- ICH GCP
- US Clinical Trials Registry
- Clinical Trial NCT01489813
Study of Genistein in Reducing Side Effects of Superficial Bladder Cancer Treatment
May 3, 2023 updated by: Omer Kucuk, Emory University
Phase II Randomized Placebo-Controlled Clinical Trial of Genistein in Reducing the Toxicity and Improving the Efficacy of Intravesical Therapy
Patients with non-invasive bladder cancer are often treated with intravesical therapy in order to prevent the recurrence of bladder cancer.
Intravesical therapy can cause many lower urinary tract symptoms, which can limit the dose of therapy and therefore efficacy of treatment.
There have been a number of studies that suggest a chemical found in soy beans may be able to help with these side effects.
This chemical is called genistein and can be extracted and given to study subjects in pill form.
In this study, the investigators would like to have patients placed into two different groups.
One group would take genistein and the other group would take a placebo, a sugar pill that looks like the genistein pill.

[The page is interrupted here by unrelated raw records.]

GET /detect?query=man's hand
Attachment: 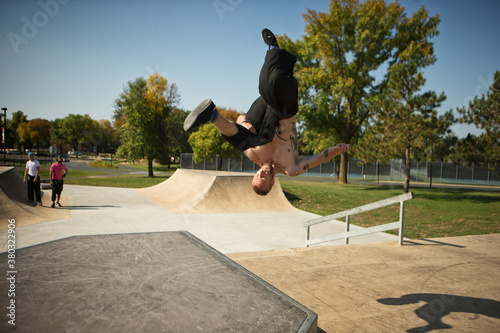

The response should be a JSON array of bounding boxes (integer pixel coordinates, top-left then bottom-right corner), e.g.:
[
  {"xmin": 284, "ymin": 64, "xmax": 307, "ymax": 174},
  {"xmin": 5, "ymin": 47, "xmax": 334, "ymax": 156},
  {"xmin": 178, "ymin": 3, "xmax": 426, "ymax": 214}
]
[
  {"xmin": 236, "ymin": 114, "xmax": 257, "ymax": 134},
  {"xmin": 335, "ymin": 143, "xmax": 351, "ymax": 154}
]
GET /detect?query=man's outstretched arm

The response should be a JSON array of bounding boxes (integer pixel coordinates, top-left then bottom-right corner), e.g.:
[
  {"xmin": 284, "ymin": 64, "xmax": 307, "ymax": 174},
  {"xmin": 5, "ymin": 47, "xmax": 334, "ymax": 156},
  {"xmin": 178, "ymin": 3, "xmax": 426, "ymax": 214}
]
[{"xmin": 288, "ymin": 143, "xmax": 351, "ymax": 176}]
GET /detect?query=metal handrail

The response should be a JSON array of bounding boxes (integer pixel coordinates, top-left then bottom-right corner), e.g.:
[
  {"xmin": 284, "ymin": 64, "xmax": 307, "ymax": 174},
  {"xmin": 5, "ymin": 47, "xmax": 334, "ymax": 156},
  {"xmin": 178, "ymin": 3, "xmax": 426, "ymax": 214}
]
[{"xmin": 304, "ymin": 192, "xmax": 414, "ymax": 247}]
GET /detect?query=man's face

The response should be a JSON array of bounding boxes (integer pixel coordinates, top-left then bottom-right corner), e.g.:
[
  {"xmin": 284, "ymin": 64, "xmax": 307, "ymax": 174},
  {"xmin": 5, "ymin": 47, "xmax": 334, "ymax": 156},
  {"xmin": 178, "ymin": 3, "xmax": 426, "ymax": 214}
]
[{"xmin": 252, "ymin": 163, "xmax": 274, "ymax": 193}]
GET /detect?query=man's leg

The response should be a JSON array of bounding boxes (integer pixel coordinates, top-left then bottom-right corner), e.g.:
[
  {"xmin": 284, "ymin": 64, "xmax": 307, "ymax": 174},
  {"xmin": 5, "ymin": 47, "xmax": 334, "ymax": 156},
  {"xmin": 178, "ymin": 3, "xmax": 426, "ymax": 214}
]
[
  {"xmin": 26, "ymin": 175, "xmax": 34, "ymax": 201},
  {"xmin": 259, "ymin": 32, "xmax": 298, "ymax": 119},
  {"xmin": 33, "ymin": 177, "xmax": 42, "ymax": 203}
]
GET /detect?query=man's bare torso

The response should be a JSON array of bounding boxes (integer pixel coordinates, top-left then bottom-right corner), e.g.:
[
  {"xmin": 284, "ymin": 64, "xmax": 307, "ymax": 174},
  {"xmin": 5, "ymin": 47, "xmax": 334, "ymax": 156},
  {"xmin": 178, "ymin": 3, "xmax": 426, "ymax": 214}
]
[{"xmin": 245, "ymin": 116, "xmax": 299, "ymax": 175}]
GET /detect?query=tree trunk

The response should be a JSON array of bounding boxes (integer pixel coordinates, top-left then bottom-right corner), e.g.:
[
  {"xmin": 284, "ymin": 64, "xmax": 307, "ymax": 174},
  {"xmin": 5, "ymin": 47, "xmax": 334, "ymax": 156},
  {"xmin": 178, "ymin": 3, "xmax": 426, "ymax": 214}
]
[
  {"xmin": 403, "ymin": 147, "xmax": 411, "ymax": 193},
  {"xmin": 148, "ymin": 157, "xmax": 154, "ymax": 177},
  {"xmin": 339, "ymin": 153, "xmax": 347, "ymax": 184}
]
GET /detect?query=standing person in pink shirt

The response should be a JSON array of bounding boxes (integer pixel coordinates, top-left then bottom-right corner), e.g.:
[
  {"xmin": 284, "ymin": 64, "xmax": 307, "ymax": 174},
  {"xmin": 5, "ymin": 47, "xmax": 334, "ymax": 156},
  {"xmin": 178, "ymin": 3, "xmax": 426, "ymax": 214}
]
[{"xmin": 50, "ymin": 155, "xmax": 68, "ymax": 208}]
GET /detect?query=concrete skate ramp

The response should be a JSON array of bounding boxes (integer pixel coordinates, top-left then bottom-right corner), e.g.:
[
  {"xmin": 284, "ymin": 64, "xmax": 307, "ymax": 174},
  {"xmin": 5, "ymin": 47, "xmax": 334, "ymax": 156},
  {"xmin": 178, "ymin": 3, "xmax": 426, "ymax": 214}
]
[
  {"xmin": 0, "ymin": 232, "xmax": 317, "ymax": 333},
  {"xmin": 0, "ymin": 167, "xmax": 70, "ymax": 230},
  {"xmin": 136, "ymin": 169, "xmax": 297, "ymax": 214}
]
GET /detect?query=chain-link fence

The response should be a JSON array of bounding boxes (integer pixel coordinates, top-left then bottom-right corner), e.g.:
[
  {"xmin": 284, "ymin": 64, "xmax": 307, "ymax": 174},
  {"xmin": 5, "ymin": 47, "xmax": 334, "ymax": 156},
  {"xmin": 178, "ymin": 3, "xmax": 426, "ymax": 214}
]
[{"xmin": 181, "ymin": 154, "xmax": 500, "ymax": 185}]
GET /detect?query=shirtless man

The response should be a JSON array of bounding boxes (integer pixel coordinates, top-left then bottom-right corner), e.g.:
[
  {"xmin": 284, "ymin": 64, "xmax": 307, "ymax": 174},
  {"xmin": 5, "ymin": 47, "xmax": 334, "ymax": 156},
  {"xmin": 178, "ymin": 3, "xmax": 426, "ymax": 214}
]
[{"xmin": 184, "ymin": 29, "xmax": 350, "ymax": 195}]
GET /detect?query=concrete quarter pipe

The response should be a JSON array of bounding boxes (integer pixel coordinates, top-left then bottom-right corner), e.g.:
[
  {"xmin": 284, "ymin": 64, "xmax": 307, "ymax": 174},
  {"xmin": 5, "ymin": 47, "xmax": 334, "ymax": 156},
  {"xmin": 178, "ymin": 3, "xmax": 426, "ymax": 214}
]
[
  {"xmin": 136, "ymin": 169, "xmax": 297, "ymax": 214},
  {"xmin": 0, "ymin": 167, "xmax": 70, "ymax": 230}
]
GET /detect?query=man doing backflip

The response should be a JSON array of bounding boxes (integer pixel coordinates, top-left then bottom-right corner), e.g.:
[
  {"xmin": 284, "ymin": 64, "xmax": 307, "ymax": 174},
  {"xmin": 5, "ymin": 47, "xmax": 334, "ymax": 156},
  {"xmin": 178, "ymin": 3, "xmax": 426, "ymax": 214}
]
[{"xmin": 184, "ymin": 29, "xmax": 350, "ymax": 195}]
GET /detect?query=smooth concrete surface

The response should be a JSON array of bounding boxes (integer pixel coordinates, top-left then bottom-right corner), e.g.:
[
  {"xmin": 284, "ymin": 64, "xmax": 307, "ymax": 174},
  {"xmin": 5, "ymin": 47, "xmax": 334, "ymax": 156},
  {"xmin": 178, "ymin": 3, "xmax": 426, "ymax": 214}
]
[
  {"xmin": 0, "ymin": 232, "xmax": 317, "ymax": 333},
  {"xmin": 136, "ymin": 169, "xmax": 297, "ymax": 214},
  {"xmin": 0, "ymin": 185, "xmax": 397, "ymax": 253},
  {"xmin": 228, "ymin": 234, "xmax": 500, "ymax": 333}
]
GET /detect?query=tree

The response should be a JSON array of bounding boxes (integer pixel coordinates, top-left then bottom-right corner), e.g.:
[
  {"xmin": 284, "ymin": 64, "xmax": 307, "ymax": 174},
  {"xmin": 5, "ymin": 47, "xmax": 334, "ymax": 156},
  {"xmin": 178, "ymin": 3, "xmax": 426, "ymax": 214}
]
[
  {"xmin": 279, "ymin": 0, "xmax": 403, "ymax": 183},
  {"xmin": 167, "ymin": 108, "xmax": 192, "ymax": 168},
  {"xmin": 114, "ymin": 73, "xmax": 179, "ymax": 177},
  {"xmin": 189, "ymin": 108, "xmax": 241, "ymax": 170},
  {"xmin": 17, "ymin": 118, "xmax": 51, "ymax": 150},
  {"xmin": 452, "ymin": 133, "xmax": 486, "ymax": 167},
  {"xmin": 56, "ymin": 114, "xmax": 95, "ymax": 157},
  {"xmin": 5, "ymin": 111, "xmax": 28, "ymax": 150},
  {"xmin": 84, "ymin": 119, "xmax": 119, "ymax": 153},
  {"xmin": 457, "ymin": 71, "xmax": 500, "ymax": 164}
]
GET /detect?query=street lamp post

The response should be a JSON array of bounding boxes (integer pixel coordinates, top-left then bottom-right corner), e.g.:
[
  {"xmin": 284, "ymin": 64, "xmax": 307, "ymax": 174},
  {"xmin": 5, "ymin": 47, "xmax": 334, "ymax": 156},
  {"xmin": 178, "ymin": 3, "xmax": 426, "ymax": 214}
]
[{"xmin": 2, "ymin": 108, "xmax": 7, "ymax": 164}]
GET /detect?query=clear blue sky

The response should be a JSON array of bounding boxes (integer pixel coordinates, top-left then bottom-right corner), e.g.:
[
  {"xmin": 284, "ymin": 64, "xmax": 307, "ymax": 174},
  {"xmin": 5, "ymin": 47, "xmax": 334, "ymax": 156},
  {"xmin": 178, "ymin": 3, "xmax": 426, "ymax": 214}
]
[{"xmin": 0, "ymin": 0, "xmax": 500, "ymax": 137}]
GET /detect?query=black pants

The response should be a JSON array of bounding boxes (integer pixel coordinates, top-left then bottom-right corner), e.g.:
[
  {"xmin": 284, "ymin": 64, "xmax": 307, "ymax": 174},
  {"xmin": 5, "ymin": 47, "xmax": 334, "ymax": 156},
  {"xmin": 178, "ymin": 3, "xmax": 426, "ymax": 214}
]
[
  {"xmin": 223, "ymin": 49, "xmax": 298, "ymax": 151},
  {"xmin": 27, "ymin": 175, "xmax": 42, "ymax": 202},
  {"xmin": 52, "ymin": 179, "xmax": 63, "ymax": 201}
]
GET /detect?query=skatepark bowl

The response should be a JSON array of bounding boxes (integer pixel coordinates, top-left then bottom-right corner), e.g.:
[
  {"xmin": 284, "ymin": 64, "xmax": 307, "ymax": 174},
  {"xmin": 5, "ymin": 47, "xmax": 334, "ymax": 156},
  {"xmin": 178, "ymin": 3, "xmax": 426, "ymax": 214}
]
[{"xmin": 0, "ymin": 167, "xmax": 500, "ymax": 333}]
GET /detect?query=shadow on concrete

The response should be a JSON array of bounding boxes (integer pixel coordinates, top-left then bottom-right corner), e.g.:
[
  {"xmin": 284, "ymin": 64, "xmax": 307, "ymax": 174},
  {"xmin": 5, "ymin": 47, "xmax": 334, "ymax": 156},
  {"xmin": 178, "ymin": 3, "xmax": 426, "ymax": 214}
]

In doing this study the investigators hope to explore the findings from other studies to see if lower urinary tract symptoms are reduced and to see if recurrence rates for patients are affected by genistein.
The study would take about four and a half months total.
Study Overview
Status
Active, not recruiting
Conditions
Intervention / Treatment
Detailed Description
Patients who are treated with bacillus Calmette-Guerin (BCG) intravesical therapy for non-muscle invasive (TaT1) Tis superficial bladder cancer often develop adverse effects (urinary tract symptoms) which limit the dose (and therefore the efficacy) of therapy and result in poor quality of life.
Genistein is a nutritional supplement with anti-inflammatory properties which might help alleviate adverse effects of intravesical therapy that are due to inflammation.
Additionally, genistein also has anti-tumor and immunopotentiating properties and has been shown to have no known side effects.
Our hypothesis is that genistein given together with BCG intravesical therapy will reduce its adverse effects and improve the efficacy of therapy.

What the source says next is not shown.